“La domanda non è perché la dipendenza, ma perché il dolore.”
– Gabor Maté
Quando osserviamo una persona che vive una dipendenza – che sia da alcol, droga, affetto, pornografia, lavoro o controllo – ci viene spontaneo chiederci:
“Perché lo fa? Perché si fa del male?”
Ma questa domanda guarda al comportamento, non alla sofferenza. E ogni volta che ci fermiamo al “perché fa così”, rischiamo di ignorare una verità più profonda: non esiste dipendenza senza dolore.
Il legame invisibile: dolore → sofferenza → dipendenza
La dipendenza non nasce dal nulla. Non è frutto di debolezza, mancanza di volontà o cattiva educazione. La dipendenza è spesso una risposta estrema a una sofferenza invisibile, un tentativo disperato di sopravvivere al dolore.
Quel dolore può avere origini antiche:
- esperienze precoci di rifiuto, trascuratezza o abbandono;
- situazioni familiari instabili, violente o emotivamente fredde;
- traumi relazionali vissuti nel silenzio;
- una vergogna profonda e radicata che nessuno ha saputo vedere.
E quando il dolore non viene accolto, diventa sofferenza cronica. Una sofferenza che si incarna nel corpo, nei pensieri e nei legami. E per reggere questo carico emotivo, la mente cerca una via di fuga. La dipendenza è spesso quella via.
“Mi fa male, ma mi fa stare meglio”: la trappola della regolazione
Secondo Bessel van der Kolk, “il corpo accusa il colpo” quando la sofferenza non viene elaborata. E se il corpo non può calmarsi da solo, cercherà qualcosa di esterno che lo aiuti. È qui che nascono le condotte compulsive.
Come dice Janina Fisher, molti comportamenti che giudichiamo “autodistruttivi” sono in realtà strategie di auto-regolazione. La dipendenza diventa uno strumento per:
- anestetizzare il dolore,
- disconnettersi dalla sofferenza,
- recuperare per un attimo una sensazione di pace o piacere,
- avere almeno una cosa “certa” su cui contare.

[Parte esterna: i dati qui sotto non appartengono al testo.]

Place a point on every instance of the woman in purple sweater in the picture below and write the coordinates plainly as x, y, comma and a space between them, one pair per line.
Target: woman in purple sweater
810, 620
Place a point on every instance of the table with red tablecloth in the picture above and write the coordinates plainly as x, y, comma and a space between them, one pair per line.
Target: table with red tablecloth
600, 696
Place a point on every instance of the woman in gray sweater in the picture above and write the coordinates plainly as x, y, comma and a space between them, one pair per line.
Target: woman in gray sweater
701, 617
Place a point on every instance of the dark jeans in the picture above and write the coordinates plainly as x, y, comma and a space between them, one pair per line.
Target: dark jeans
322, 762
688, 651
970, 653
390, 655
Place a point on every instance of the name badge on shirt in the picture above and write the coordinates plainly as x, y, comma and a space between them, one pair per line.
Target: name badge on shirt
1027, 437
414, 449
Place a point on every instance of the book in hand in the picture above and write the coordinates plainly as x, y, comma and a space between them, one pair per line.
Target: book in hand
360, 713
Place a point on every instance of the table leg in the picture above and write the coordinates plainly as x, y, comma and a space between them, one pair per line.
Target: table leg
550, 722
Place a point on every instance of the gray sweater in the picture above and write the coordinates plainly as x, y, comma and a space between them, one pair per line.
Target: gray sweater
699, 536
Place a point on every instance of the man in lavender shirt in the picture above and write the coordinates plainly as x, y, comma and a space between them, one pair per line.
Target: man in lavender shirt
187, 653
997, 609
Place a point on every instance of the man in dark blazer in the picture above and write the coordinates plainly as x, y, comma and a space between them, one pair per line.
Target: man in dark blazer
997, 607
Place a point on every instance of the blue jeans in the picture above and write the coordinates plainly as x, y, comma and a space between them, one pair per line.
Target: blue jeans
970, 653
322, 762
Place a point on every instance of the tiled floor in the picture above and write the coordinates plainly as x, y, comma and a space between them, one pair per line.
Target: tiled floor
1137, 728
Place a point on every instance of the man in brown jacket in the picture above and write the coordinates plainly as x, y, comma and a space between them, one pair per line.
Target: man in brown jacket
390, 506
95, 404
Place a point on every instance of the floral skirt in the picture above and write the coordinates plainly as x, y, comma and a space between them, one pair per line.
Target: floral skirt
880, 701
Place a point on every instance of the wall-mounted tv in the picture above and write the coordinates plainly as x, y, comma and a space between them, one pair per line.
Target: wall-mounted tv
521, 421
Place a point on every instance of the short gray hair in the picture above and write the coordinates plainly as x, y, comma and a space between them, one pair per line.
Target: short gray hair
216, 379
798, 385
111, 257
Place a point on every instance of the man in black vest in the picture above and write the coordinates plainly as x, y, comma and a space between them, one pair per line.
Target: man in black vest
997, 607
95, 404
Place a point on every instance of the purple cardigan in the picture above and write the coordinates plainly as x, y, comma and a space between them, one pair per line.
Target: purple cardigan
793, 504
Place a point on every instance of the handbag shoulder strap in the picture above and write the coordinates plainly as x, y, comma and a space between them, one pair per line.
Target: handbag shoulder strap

Ma è una pace che dura poco, e lascia ferite ancora più profonde. Il dolore ritorna, spesso amplificato dalla vergogna e dall’isolamento. Ed è così che si crea il circolo vizioso: più soffro, più ho bisogno di dipendere da qualcosa.
La terapia non toglie la dipendenza: ne cura l’origine
Come psicologa, il mio compito non è togliere la dipendenza, ma riconoscere la funzione che ha avuto. Solo così possiamo creare insieme un’alternativa: trasformare la dipendenza in consapevolezza, e il dolore in guarigione.
Con strumenti come l’EMDR, il lavoro con la teoria polivagale, la psicoterapia del trauma relazionale, accompagno le persone in un processo di:
- regolazione emotiva sicura, senza bisogno di dipendere da qualcosa;
- integrazione delle ferite, senza negarle né subirle;
- riconnessione con il corpo, che smette di essere campo di battaglia;
- riscrittura del proprio valore personale, libero dalla vergogna.
Guarire significa trovare un nuovo modo di vivere il dolore
Non esiste guarigione autentica senza attraversare la sofferenza da cui la dipendenza è nata. Ma farlo in uno spazio sicuro, senza giudizio, cambia tutto.
Perché lì dove qualcuno ti ha detto “sei sbagliato”, la terapia ti dice:
“Tu stai sopravvivendo come puoi. Ora impariamo insieme a vivere davvero.”
Non chiederti perché la dipendenza.
Chiediti perché il dolore.
E datti finalmente il permesso di curarlo.